Taxpayer is prohibited from reinvesting refunds for improvement of immobile capital equipment unless under a project labor agreement

By Chris Micheli, August 29, 2020 6:58 am

On August 28, Assembly Bill 1876 was amended to make a series of tax law changes.  AB 1876 is authored by the Assembly Committee on Budget and it would amend Section 17052 of the Revenue and Taxation Code. As a budget trailer bill, the bill concerns federal individual identification numbers, the earned income tax credit, and the young child tax credit.

California law has conformed with modifications to the federal earned income tax credit. The law provides that the amount of the credit is calculated as percentage of the eligible individual’s earned income and is phased out above a specified amount as income increases. The EITC is allowed to an eligible individual if the tax return includes the federal individual taxpayer identification number of the eligible individual if the qualifying child is younger than six years of age.

In addition, state law allows a refundable young child care tax credit for years beginning January 1, 2019. AB 1876 would, for years after January 1, 2020, remove the limitations on the use of the federal individual taxpayer identification number in order to be eligible for the EITC and the refundable young child tax credit. As a budget trailer bill, AB 1876 will take effect immediately once it is signed into law by the Governor.

Although officially being amended on August 30, Senate Bill 51, authored by Senator Maria Elena Durazo (D-Los Angeles), amendments came into print late in the day on August 28 to allow refunds of the California Competes tax credit. The bill amends Sections 17059.2 and 23689 of the Revenue and Taxation Code. Under existing state law, there is the CalCompetes tax credit that is in existence from January 1, 2014 through January 1, 2030. The credit is the amount approved by the California Competes Tax Credit Committee that is based upon specified factors.

SB 51 would allow a qualified taxpayer to elect to be paid a refund for any amount in excess of tax liability, not to exceed the amount of total taxes imposed by the state. A “qualified taxpayer” is one that has created at least 5,000 prevailing wage, full-time jobs in California each year for a period of 10 years. And, the qualified taxpayer who receives a refund would have to reinvest the refund into immobile capital equipment that supports infrastructure improvements, expansion, or developments for media production facilities in California.

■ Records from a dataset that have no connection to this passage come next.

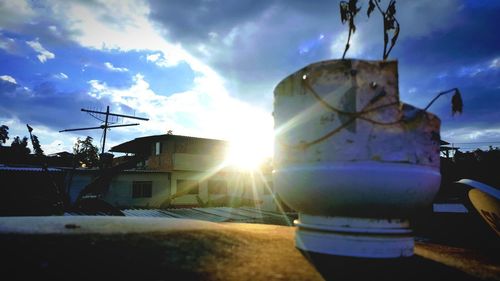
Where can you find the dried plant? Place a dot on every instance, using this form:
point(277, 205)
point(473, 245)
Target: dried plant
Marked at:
point(390, 23)
point(456, 101)
point(348, 11)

Section One of the bill amends Section 17059.2 of the Revenue and Taxation Code. This provision is in the Personal Income Tax Law. It provides that a refund of excess credit above tax liability can be refunded beginning January 1, 2021. In order to be eligible for the refund of the credit, the qualified taxpayer must provide necessary information to the Franchise Tax Board. The qualified taxpayer is prohibited from reinvesting refunds for the improvement of immobile capital equipment unless the improvements are made under a project labor agreement and using a skilled and trained workforce. The bill defines “qualified taxpayer,” “full-time equivalent,” “immobile capital equipment,” “project labor agreement,” and “skilled and trained workforce.”

Section Two of the bill amends Section 23689 of the Revenue and Taxation Code. This provision is in the Corporate Income Tax Law and is the same language contained in Section One of the bill.